In today’s Gospel Jesus makes a great promise: “Peace I leave with you; my peace I give to you.” But then He qualifies His gift: “Not as the world gives do I give it to you.” In other words, the peace of the world—no problems, a carefree existence, and the absence of suffering, or, the stand-off peace of mutually-assured destruction—is not the peace that Jesus leaves. His peace is deeper. It’s like the calm of the depths of the ocean though storms rage on the surface.

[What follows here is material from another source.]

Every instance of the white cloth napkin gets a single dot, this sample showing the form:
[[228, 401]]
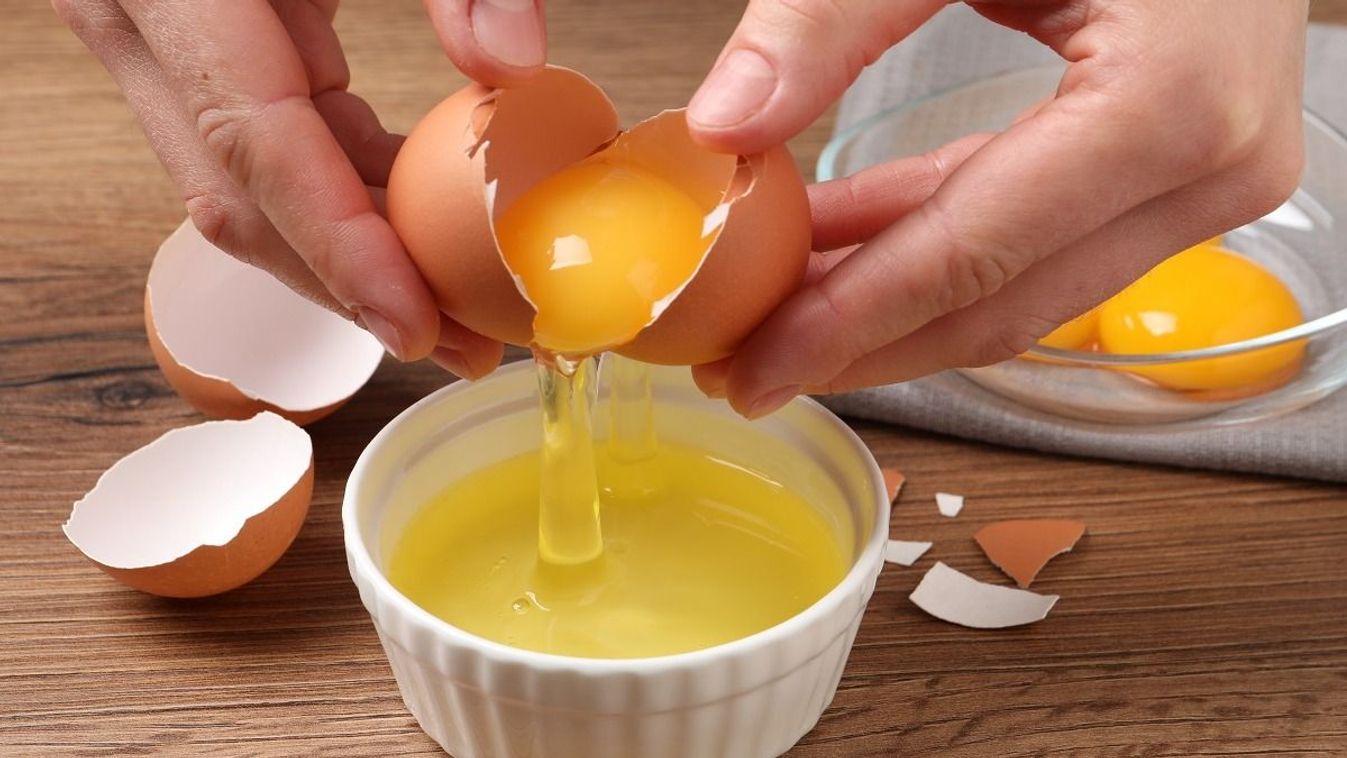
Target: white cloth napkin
[[959, 46]]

St. Paul knew that peace. He faced so much opposition and so many “hardships” that he was even stoned and left for dead, as we read in the first reading from Acts. Though he was only stoned once, he was given 39 lashes five different times, was beaten with rods three times, and was shipwrecked three times. His only anxiety was not for himself but for the churches he had founded (see 2 Corinthians 12: 23-28).

How can peace and such suffering co-exist? Jesus warned us that “the ruler of the world is coming.” C.S. Lewis wrote that we are living in “enemy-occupied territory.” St. Ignatius said that we are each faced with a choice to stand under the flag or standard of Satan or under the standard of Jesus whose “appearance [is] beautiful and attractive.” Under His standard we can be at peace, we can have untroubled and fearless hearts. Why? Because with His death and resurrection the outcome of the war has already been determined. The victory over sin and death has been achieved. We need only embrace it ourselves.